Le conflit de Tchétchénie
Le conflit de Tchétchénie
Voici un exposé précis, bien documenté et de lecture facile qui, en 17 courts chapitres, fait le tour d’une question vieille de cinq siècles et permet d’acquérir une vue globale d’un drame actuel dont nous n’avons souvent connaissance que par à-coups lors d’événements paroxystiques, quand, entre deux faits divers bien de chez nous, on nous projette des vues des ruines de Grozny ou de visages chagrinés de mères de soldats.

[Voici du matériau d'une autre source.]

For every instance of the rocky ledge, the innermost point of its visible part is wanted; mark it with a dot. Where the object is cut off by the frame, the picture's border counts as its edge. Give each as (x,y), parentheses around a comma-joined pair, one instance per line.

Le récit du passé n’exige qu’un rappel, tout en étant indispensable à la compréhension du présent. On sait que les Tsars ont eu leur Far East en direction de la Sibérie, mais aussi leur poussée vers le Sud à partir du cours du Terek. Le scénario correspondant n’est pas unique en son genre : une colonisation quelque peu brutale, la résistance (facilitée par le terrain) d’un peuple montagnard aux « mœurs rudes » et accroché en outre à la « barrière infranchissable » de l’islam, enfin le prestige d’un héros national, Chamil, sorte d’Abd el Kader. Puis, beaucoup plus tard, du temps des Soviets, une compromission imprudente à l’occasion des avancées caucasiennes de la Wehrmacht, suivie de la vengeance de Staline sous forme d’une déportation en masse orchestrée par l’aimable Beria, avant le retour au bercail grâce à Khrouchtchev et à la perestroïka.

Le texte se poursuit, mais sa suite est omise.